Frustrated after traversing the third large puddle, I finally cut across the soggy grounds, interrupting the grazing geese and sleeping gulls and walked on the dry vehicle road instead.
I walked the shoreline until I reached a dead end at this Huron River Watershed sign.
The marina was eerily quiet with slips awaiting sailboats and pleasure crafts once boating season begins in earnest.
I decided to visit the overlook for a view of the Canada skyline. The high-powered telescope reminds me a little of fellow blogger Peggy’s hubby’s robot/shop vac!
Some bicyclists hopped off their bikes, took a pause for swigs of water, snacks and a slew of selfies.
An angler was dressed for the chilly temps. I didn’t see a big bucket for her booty of fish, so perhaps she was tossing them back into the water.
Signs are everywhere.
Some are pretty obvious, but as best I can tell, if you pay attention, you’ll escape unscathed.

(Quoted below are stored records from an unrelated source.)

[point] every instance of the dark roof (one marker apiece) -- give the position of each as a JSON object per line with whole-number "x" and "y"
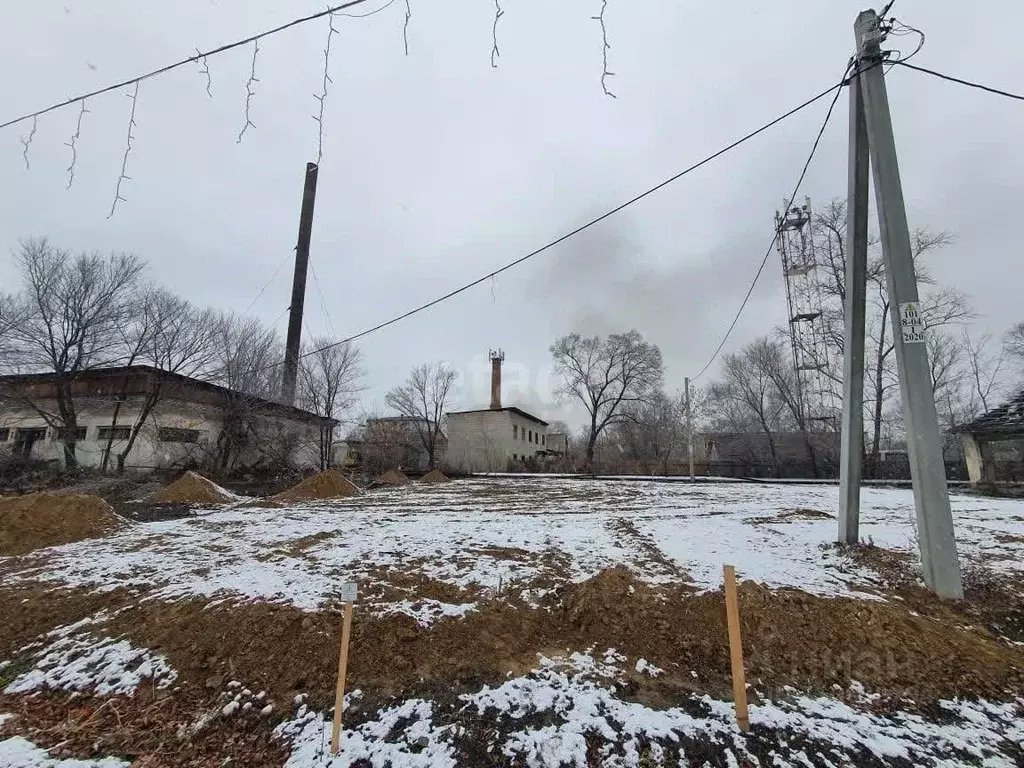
{"x": 511, "y": 409}
{"x": 138, "y": 378}
{"x": 1006, "y": 420}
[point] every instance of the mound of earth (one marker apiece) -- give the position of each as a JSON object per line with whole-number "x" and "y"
{"x": 192, "y": 488}
{"x": 37, "y": 520}
{"x": 435, "y": 475}
{"x": 393, "y": 477}
{"x": 328, "y": 484}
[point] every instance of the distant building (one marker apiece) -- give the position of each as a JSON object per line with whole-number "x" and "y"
{"x": 389, "y": 442}
{"x": 757, "y": 454}
{"x": 487, "y": 439}
{"x": 194, "y": 423}
{"x": 557, "y": 443}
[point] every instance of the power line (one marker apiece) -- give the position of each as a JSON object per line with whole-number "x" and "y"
{"x": 198, "y": 57}
{"x": 327, "y": 313}
{"x": 951, "y": 79}
{"x": 838, "y": 88}
{"x": 774, "y": 239}
{"x": 267, "y": 284}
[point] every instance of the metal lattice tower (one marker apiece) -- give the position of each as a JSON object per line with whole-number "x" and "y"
{"x": 808, "y": 335}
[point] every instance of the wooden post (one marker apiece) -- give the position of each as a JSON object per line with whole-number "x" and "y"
{"x": 339, "y": 698}
{"x": 735, "y": 648}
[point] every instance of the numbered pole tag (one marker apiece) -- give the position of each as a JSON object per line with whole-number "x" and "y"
{"x": 348, "y": 592}
{"x": 911, "y": 323}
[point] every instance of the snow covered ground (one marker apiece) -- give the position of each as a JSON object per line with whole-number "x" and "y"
{"x": 71, "y": 658}
{"x": 550, "y": 717}
{"x": 481, "y": 532}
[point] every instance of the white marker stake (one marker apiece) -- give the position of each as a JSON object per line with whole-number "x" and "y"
{"x": 911, "y": 323}
{"x": 348, "y": 592}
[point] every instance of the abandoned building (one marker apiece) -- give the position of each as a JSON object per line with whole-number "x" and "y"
{"x": 390, "y": 441}
{"x": 189, "y": 422}
{"x": 486, "y": 439}
{"x": 993, "y": 443}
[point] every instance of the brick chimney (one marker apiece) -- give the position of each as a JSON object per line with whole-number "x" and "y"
{"x": 496, "y": 378}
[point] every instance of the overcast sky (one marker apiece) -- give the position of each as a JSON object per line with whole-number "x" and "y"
{"x": 438, "y": 168}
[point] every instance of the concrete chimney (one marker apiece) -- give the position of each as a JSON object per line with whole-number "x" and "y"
{"x": 496, "y": 378}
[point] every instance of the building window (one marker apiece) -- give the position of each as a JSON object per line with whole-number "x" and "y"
{"x": 24, "y": 434}
{"x": 174, "y": 434}
{"x": 114, "y": 433}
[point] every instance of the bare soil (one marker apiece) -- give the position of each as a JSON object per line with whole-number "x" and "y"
{"x": 393, "y": 477}
{"x": 435, "y": 476}
{"x": 192, "y": 488}
{"x": 328, "y": 484}
{"x": 37, "y": 520}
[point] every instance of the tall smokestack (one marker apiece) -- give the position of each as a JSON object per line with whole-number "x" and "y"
{"x": 496, "y": 378}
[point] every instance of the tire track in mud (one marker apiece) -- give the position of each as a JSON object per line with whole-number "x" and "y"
{"x": 647, "y": 554}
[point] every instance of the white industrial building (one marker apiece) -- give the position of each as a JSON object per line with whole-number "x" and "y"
{"x": 487, "y": 439}
{"x": 194, "y": 423}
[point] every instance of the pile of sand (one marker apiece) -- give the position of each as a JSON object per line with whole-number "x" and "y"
{"x": 435, "y": 475}
{"x": 328, "y": 484}
{"x": 192, "y": 488}
{"x": 36, "y": 520}
{"x": 393, "y": 477}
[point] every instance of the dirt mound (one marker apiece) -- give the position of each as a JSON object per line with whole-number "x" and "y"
{"x": 393, "y": 477}
{"x": 192, "y": 488}
{"x": 328, "y": 484}
{"x": 36, "y": 520}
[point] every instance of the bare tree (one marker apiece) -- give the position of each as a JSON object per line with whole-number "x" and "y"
{"x": 172, "y": 336}
{"x": 74, "y": 306}
{"x": 12, "y": 314}
{"x": 329, "y": 386}
{"x": 246, "y": 363}
{"x": 1014, "y": 342}
{"x": 652, "y": 430}
{"x": 605, "y": 376}
{"x": 424, "y": 398}
{"x": 940, "y": 307}
{"x": 748, "y": 396}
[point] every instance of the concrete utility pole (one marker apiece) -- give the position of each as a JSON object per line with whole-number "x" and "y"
{"x": 294, "y": 342}
{"x": 852, "y": 446}
{"x": 689, "y": 426}
{"x": 935, "y": 524}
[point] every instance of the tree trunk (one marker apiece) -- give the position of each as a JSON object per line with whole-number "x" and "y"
{"x": 151, "y": 402}
{"x": 110, "y": 440}
{"x": 66, "y": 407}
{"x": 880, "y": 368}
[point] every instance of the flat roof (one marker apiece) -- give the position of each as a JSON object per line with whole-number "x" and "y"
{"x": 512, "y": 409}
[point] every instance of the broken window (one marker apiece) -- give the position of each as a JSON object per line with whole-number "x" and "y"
{"x": 175, "y": 434}
{"x": 114, "y": 433}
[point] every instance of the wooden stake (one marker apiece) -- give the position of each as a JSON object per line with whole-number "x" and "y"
{"x": 339, "y": 698}
{"x": 735, "y": 648}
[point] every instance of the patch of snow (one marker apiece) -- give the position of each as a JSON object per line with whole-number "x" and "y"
{"x": 19, "y": 753}
{"x": 86, "y": 663}
{"x": 563, "y": 690}
{"x": 645, "y": 667}
{"x": 423, "y": 744}
{"x": 506, "y": 526}
{"x": 427, "y": 610}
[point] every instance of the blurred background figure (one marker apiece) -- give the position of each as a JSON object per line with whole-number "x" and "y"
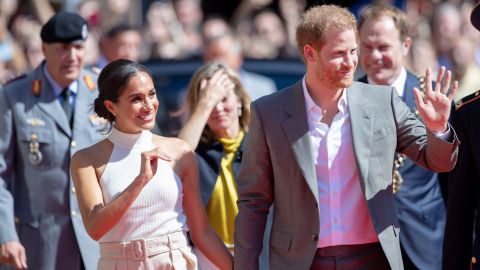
{"x": 12, "y": 59}
{"x": 228, "y": 50}
{"x": 420, "y": 208}
{"x": 446, "y": 30}
{"x": 218, "y": 112}
{"x": 465, "y": 69}
{"x": 120, "y": 42}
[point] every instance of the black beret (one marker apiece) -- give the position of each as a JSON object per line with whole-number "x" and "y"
{"x": 65, "y": 27}
{"x": 475, "y": 16}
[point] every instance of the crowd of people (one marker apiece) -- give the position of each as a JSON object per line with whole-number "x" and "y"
{"x": 367, "y": 162}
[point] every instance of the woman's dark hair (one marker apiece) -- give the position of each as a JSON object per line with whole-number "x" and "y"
{"x": 112, "y": 81}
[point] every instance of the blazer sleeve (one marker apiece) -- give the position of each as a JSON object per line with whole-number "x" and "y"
{"x": 255, "y": 195}
{"x": 419, "y": 144}
{"x": 7, "y": 147}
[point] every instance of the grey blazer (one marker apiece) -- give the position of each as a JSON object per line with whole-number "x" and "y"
{"x": 278, "y": 169}
{"x": 38, "y": 205}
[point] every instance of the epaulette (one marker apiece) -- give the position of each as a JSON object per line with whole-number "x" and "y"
{"x": 15, "y": 79}
{"x": 467, "y": 99}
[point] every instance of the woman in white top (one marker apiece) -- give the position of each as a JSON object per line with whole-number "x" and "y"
{"x": 137, "y": 191}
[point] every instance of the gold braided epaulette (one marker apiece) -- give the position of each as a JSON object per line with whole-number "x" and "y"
{"x": 467, "y": 99}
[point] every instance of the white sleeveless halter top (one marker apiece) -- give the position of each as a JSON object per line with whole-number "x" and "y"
{"x": 158, "y": 208}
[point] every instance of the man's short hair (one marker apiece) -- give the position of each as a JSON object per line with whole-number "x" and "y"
{"x": 376, "y": 11}
{"x": 318, "y": 20}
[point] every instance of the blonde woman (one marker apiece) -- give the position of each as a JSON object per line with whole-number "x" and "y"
{"x": 217, "y": 120}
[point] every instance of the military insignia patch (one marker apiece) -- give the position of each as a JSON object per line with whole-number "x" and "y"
{"x": 34, "y": 155}
{"x": 36, "y": 87}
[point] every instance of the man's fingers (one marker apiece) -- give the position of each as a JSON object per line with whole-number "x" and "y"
{"x": 418, "y": 98}
{"x": 438, "y": 82}
{"x": 451, "y": 95}
{"x": 18, "y": 262}
{"x": 446, "y": 85}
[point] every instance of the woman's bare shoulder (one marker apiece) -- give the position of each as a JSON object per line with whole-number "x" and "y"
{"x": 94, "y": 155}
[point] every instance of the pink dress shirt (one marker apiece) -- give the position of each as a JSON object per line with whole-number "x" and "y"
{"x": 344, "y": 216}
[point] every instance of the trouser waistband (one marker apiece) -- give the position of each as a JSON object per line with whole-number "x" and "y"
{"x": 140, "y": 249}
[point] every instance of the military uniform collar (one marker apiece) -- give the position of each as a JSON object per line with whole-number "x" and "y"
{"x": 56, "y": 88}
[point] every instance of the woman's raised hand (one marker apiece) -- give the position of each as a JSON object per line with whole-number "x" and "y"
{"x": 214, "y": 89}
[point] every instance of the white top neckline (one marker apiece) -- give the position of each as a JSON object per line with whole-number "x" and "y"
{"x": 129, "y": 140}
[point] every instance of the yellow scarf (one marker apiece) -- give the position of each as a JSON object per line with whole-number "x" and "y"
{"x": 222, "y": 207}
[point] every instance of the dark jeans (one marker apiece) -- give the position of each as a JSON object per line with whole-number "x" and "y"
{"x": 351, "y": 257}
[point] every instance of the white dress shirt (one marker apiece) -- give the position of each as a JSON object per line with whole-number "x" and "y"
{"x": 344, "y": 215}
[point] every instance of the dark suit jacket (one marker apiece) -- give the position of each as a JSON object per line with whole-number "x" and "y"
{"x": 464, "y": 187}
{"x": 419, "y": 203}
{"x": 209, "y": 156}
{"x": 278, "y": 169}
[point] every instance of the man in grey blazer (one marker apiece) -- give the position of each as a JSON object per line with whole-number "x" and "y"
{"x": 45, "y": 117}
{"x": 322, "y": 151}
{"x": 420, "y": 208}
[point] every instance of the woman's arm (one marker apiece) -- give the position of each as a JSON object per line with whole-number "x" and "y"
{"x": 98, "y": 217}
{"x": 212, "y": 92}
{"x": 202, "y": 233}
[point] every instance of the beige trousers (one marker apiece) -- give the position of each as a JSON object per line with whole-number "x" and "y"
{"x": 168, "y": 252}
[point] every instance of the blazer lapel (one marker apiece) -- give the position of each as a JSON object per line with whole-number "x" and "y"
{"x": 49, "y": 104}
{"x": 297, "y": 131}
{"x": 409, "y": 97}
{"x": 361, "y": 124}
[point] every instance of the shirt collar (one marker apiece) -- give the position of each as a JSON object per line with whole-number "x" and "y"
{"x": 312, "y": 107}
{"x": 399, "y": 83}
{"x": 57, "y": 89}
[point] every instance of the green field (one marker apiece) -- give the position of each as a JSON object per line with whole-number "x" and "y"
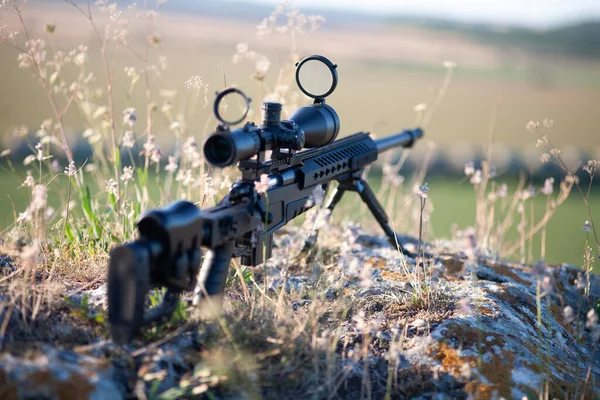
{"x": 453, "y": 209}
{"x": 384, "y": 71}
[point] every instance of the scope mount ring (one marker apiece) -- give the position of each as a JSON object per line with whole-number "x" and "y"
{"x": 319, "y": 97}
{"x": 221, "y": 96}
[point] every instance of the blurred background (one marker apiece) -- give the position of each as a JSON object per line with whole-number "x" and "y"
{"x": 510, "y": 62}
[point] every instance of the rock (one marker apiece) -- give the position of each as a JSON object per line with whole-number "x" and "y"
{"x": 56, "y": 374}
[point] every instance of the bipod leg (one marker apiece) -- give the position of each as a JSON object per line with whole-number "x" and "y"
{"x": 334, "y": 199}
{"x": 358, "y": 184}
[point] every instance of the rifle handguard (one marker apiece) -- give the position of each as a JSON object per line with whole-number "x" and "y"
{"x": 128, "y": 283}
{"x": 213, "y": 274}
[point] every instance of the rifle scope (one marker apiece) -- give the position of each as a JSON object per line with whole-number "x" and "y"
{"x": 312, "y": 126}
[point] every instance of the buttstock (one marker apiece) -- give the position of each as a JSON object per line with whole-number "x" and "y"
{"x": 128, "y": 283}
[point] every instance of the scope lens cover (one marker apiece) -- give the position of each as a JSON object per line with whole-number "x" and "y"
{"x": 231, "y": 106}
{"x": 316, "y": 76}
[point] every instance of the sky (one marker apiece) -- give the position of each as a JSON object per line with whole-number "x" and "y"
{"x": 530, "y": 13}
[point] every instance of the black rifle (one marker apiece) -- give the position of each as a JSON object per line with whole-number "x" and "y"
{"x": 168, "y": 250}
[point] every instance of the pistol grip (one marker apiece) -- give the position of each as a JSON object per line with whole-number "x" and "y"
{"x": 128, "y": 282}
{"x": 213, "y": 274}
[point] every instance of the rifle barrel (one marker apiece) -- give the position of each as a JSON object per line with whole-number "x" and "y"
{"x": 403, "y": 139}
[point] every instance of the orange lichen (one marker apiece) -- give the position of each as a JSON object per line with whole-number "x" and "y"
{"x": 454, "y": 269}
{"x": 503, "y": 270}
{"x": 497, "y": 370}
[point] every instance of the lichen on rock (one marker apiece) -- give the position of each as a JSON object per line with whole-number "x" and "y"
{"x": 355, "y": 318}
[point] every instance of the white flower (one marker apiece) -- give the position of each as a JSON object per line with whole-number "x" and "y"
{"x": 127, "y": 174}
{"x": 39, "y": 197}
{"x": 262, "y": 185}
{"x": 70, "y": 170}
{"x": 29, "y": 180}
{"x": 477, "y": 177}
{"x": 469, "y": 168}
{"x": 184, "y": 176}
{"x": 422, "y": 191}
{"x": 112, "y": 187}
{"x": 156, "y": 155}
{"x": 548, "y": 187}
{"x": 128, "y": 139}
{"x": 568, "y": 314}
{"x": 502, "y": 191}
{"x": 24, "y": 216}
{"x": 172, "y": 165}
{"x": 129, "y": 116}
{"x": 209, "y": 187}
{"x": 587, "y": 226}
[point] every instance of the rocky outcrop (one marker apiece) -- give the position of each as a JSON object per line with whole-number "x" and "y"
{"x": 449, "y": 326}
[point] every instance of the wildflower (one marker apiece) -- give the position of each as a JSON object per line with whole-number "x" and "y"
{"x": 156, "y": 155}
{"x": 502, "y": 191}
{"x": 194, "y": 83}
{"x": 55, "y": 166}
{"x": 543, "y": 142}
{"x": 568, "y": 314}
{"x": 209, "y": 187}
{"x": 184, "y": 176}
{"x": 422, "y": 191}
{"x": 262, "y": 185}
{"x": 539, "y": 269}
{"x": 128, "y": 139}
{"x": 70, "y": 170}
{"x": 469, "y": 168}
{"x": 127, "y": 174}
{"x": 172, "y": 165}
{"x": 587, "y": 226}
{"x": 112, "y": 187}
{"x": 39, "y": 197}
{"x": 477, "y": 177}
{"x": 528, "y": 193}
{"x": 129, "y": 116}
{"x": 24, "y": 216}
{"x": 580, "y": 281}
{"x": 470, "y": 243}
{"x": 547, "y": 284}
{"x": 591, "y": 167}
{"x": 592, "y": 318}
{"x": 548, "y": 187}
{"x": 391, "y": 176}
{"x": 40, "y": 151}
{"x": 29, "y": 180}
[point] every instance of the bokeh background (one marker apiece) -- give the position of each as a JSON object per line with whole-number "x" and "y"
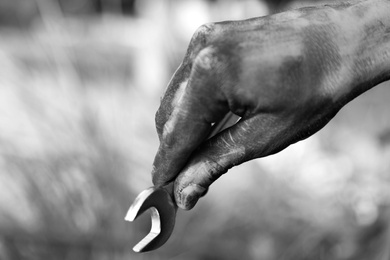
{"x": 80, "y": 81}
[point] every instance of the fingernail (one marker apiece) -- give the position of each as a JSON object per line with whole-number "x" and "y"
{"x": 190, "y": 195}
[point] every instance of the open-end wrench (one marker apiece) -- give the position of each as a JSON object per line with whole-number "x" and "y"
{"x": 161, "y": 202}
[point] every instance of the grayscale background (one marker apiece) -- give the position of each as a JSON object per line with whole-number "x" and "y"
{"x": 80, "y": 81}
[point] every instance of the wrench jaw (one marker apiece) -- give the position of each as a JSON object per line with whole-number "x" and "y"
{"x": 163, "y": 215}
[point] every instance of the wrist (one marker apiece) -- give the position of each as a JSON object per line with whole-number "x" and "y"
{"x": 365, "y": 26}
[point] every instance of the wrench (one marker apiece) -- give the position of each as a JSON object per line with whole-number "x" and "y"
{"x": 162, "y": 205}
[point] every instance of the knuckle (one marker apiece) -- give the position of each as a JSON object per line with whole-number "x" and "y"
{"x": 204, "y": 32}
{"x": 202, "y": 37}
{"x": 206, "y": 58}
{"x": 159, "y": 122}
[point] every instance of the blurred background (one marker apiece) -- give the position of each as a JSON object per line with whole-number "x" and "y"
{"x": 80, "y": 81}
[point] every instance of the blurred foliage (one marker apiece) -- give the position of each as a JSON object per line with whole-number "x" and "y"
{"x": 77, "y": 104}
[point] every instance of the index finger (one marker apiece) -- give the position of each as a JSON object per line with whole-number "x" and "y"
{"x": 192, "y": 103}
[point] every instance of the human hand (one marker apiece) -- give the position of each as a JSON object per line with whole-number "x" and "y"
{"x": 285, "y": 75}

Alas, once again I was peeping for Peepers.
Every Spring I search for Spring Peepers a/k/a Chorus Frogs. I’ve never been successful seeing or hearing them. They are cute frogs, about the size of a thumbnail, that sing their heart out in mating season, which for them is early Spring.
Well, I don’t know if the Peepers got lucky, but I got lucky while walking back from the marina and, in the muck and mire of this water-filled ditch, those Peepers made themselves known.
It was a delightful sound and though I stood there peering into the water for the longest time, I never peeped at a single Peeper. I took a few more shots of their mini bog/living quarters, but I suspect they submerged or ducked once they saw this looming human.
Not a spent leaf stirred, nor did the algae surface wiggle, but they were there. Next year perhaps they’ll put in an appearance but this year no pics unfortunately.
I neared the parking lot and saw my car, but it was such a gorgeous day, I wasn’t ready to drive home – not just yet. I headed toward the overlook – you can see it in the distance in the header image and here.
These shadows and reflections show you how sunny it was …
I took a blissful pause to enjoy a cacophony of sounds … those Peepers, a nearby Killdeer, a trilling Red-winged Blackbird and several screeching Seagulls
I was hopeful more waterfowl would be here. Well, there was one Great Blue Heron who saw me and freaked and if I spoke fluent heron, I’m sure it said “I was enjoying breakfast until YOU came along!”
Enroute to the parking lot I heard more Peepers at this area and traipsed through the high, dead grass to scope ‘em out, belatedly remembering it wasn’t too smart to do this in lieu of the abundance of ticks this year.
As I headed to the car, it was more of a shuffle, than the spring in my step that I had many hours before; I thought of my outside chores ahead. I arrived home and scurried out to do yardwork/Spring clean-up, before I changed my mind.